Significant with P < 0.05.
The inspiratory to expiratory TA displacement rate ratio (broadly analogous to inspiratory to expiratory flow ratio, i.e., IE50) and its variability were higher in children with asthma (prebronchodilator) than in the healthy children (mIE50SLP: 1.53 vs. 1.22, P < 0.001; vIE50SLP: 0.63 vs. 0.47, P < 0.001) (Table 2, Fig. 5). In the children with asthma, mIE50SLP and vIE50SLP decreased after bronchodilation from 1.53 to 1.45 (P = 0.01) and 0.63 to 0.60 (P = 0.04), respectively (Table 3, Fig. 5). Although both values decreased after bronchodilation, they remained higher than in the healthy group (1.45 vs. 1.22, P < 0.001; 0.60 vs. 0.47, P < 0.01) (Table 4, Fig. 5), confirming that obstruction was still present. In the subgroup of children (n = 16) that responded to bronchodilation (with a response defined as ≥12% increase in FEV1), mIE50SLP was significantly different before and after bronchodilation (P = 0.038). No significant change was evident in the nonresponder group (P = 0.24).
Figure 5.

mIE50SLP (A) and vIE50SLP (B) in healthy children and in those with asthma (pre‐ and postbronchodilator). The gray line indicates the median value, the rectangle spans the IQR, and the black whiskers indicate the minimum and maximum values (excluding the outliers indicated by the black circles).

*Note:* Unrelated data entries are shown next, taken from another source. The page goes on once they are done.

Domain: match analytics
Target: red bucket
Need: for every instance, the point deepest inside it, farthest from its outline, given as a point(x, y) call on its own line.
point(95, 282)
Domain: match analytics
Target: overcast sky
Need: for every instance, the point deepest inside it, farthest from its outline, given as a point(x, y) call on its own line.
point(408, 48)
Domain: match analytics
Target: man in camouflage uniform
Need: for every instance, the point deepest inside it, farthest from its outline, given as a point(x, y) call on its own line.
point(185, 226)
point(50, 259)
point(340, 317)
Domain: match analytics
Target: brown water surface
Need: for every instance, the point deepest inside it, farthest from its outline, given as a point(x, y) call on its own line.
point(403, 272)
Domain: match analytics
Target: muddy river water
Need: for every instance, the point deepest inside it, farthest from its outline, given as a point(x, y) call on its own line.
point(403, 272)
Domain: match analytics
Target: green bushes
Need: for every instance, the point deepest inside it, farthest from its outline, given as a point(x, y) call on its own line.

BD, bronchodilator; IE50SLP, thoracoabdominal (TA) inspiratory displacement rate at 50% of inspiratory displacement divided by TA expiratory displacement rate at 50% of expiratory displacement; IQR, interquartile range; m, median; v, variability.
Table 4.
Comparison of tidal breathing parametersa measured with SLP between children with asthma (postbronchodilator) and healthy children
| Healthy children (n = 41) | Children with asthma (postbronchodilator) (n = 30) | z‐statistic | Significance (MWU test) | |||
|---|---|---|---|---|---|---|
| Median | IQR | Median | IQR | |||
| mIE50 SLP | 1.22 | 0.29 | 1.45 | 0.24 | 4.02 | <0.001 c |
| vIE50 SLP | 0.47 | 0.18 | 0.6 | 0.38 | 2.96 | <0.01 b |
| mtI/tE | 0.82 | 0.16 | 0.69 | 0.12 | −3.09 | <0.01 b |
| mtI/tTot | 0.45 | 0.05 | 0.41 | 0.04 | −3.09 | <0.01 b |
| vtPTEFSLP/tE | 0.18 | 0.1 | 0.19 | 0.12 | 0.65 | 0.51 |
| Number of breaths | 82 | 26.25 | 86 | 32 | 0.68 | 0.50 |
For each participant, median values for each parameter over the 5‐min assessment period (denoted by the prefix m) and its IQR (a measure of within‐subject variability over time denoted by the prefix v) were calculated. Data shown are summary median and IQRs calculated by combining individual data for all participants in each group.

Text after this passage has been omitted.